What are the symptoms? If it is part of a switch-mode power supply then finding the failed part may be a challenge.
 

MrSoftware

Joined Oct 29, 2013
1,615
Diodes do fail on occasion, but test the part that you removed to be sure it's bad. Most multi-meters have a diode test function. If it is still good then the real problem is something else.
 

MisterBill2

Joined Jan 23, 2018
4,564
Diodes do fail on occasion, but test the part that you removed to be sure it's bad. Most multi-meters have a diode test function. If it is still good then the real problem is something else.
Yes, diodes do fail, but very seldom for no reason. Excess current is often the cause, excess reverse voltage can also break down a diode. AND I am still wondering what are the symptoms as a result.
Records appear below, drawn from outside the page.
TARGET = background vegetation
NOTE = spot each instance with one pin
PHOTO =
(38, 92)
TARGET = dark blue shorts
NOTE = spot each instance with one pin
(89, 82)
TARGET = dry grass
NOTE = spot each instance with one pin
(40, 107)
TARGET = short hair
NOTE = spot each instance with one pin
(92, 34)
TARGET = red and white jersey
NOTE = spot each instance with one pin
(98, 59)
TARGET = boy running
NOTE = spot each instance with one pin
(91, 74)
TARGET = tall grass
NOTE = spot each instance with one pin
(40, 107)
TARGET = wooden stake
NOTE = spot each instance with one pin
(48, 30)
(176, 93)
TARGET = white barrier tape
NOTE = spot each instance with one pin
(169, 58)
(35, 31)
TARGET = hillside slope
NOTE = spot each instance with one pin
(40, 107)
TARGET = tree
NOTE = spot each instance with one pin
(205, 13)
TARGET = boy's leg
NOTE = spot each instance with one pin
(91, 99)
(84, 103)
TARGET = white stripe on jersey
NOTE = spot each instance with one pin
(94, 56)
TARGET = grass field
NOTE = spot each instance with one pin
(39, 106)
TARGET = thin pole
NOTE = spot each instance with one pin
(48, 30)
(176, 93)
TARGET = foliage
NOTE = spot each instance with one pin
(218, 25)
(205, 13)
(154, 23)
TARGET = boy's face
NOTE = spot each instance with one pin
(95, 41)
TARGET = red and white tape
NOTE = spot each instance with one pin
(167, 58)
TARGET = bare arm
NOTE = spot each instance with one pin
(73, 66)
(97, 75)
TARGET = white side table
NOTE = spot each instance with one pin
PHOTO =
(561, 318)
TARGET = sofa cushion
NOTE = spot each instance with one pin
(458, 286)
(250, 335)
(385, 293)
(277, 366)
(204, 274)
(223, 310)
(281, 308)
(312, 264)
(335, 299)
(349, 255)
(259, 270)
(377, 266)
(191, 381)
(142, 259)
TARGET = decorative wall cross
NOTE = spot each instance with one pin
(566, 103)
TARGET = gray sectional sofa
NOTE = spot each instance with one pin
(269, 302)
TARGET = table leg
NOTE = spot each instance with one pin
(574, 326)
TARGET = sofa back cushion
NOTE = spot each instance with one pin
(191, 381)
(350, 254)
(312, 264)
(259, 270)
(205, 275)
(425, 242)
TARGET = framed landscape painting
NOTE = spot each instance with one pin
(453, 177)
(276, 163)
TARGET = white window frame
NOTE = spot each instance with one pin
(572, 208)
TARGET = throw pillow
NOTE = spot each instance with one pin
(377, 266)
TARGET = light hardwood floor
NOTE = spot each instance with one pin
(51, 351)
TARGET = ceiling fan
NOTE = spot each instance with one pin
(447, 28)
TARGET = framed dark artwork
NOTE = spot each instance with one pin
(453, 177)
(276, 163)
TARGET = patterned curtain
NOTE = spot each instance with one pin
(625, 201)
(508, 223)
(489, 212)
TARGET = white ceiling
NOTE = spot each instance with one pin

Does the GPS system share a screen with other parts of the car? On mine the radio, CD player, and GPS all use the same screen. Do other parts of the system function???
 

Thread Starter

OG Style

Joined Aug 18, 2017
15
The car belongs to a friend and he bought it with with this problem. I did notice that someone replaced the 10 amp fuse with a 25 amp. It's hard to tell what the previous owners did to it.
 

MisterBill2

Joined Jan 23, 2018
4,564
The car belongs to a friend and he bought it with with this problem. I did notice that someone replaced the 10 amp fuse with a 25 amp. It's hard to tell what the previous owners did to it.
The diode does not look like it had a 25 amp failure, which usually results in melting and cracking. So presently the GPS does not function. Does everything else function? Radio and other entertainment things?
 

narkeleptk

Joined Mar 11, 2019
383
If the part failed there must be a reason, some other part failed and caused the part to fail. So of course, replacing that part did not solve the problem.
Yes, diodes do fail, but very seldom for no reason.
The diode does not look like it had a 25 amp failure, which usually results in melting and cracking.
Not trying to start an argument with you or anything just something you can think about. In automotive modules (which this is) its actually fairly common for certain diodes to fail from external sources and not effect anything else in the module. Many cases it will not have any visible damage to them. Might not be the case in this users situation but its worth keeping in mind for future topics on automotive electronics.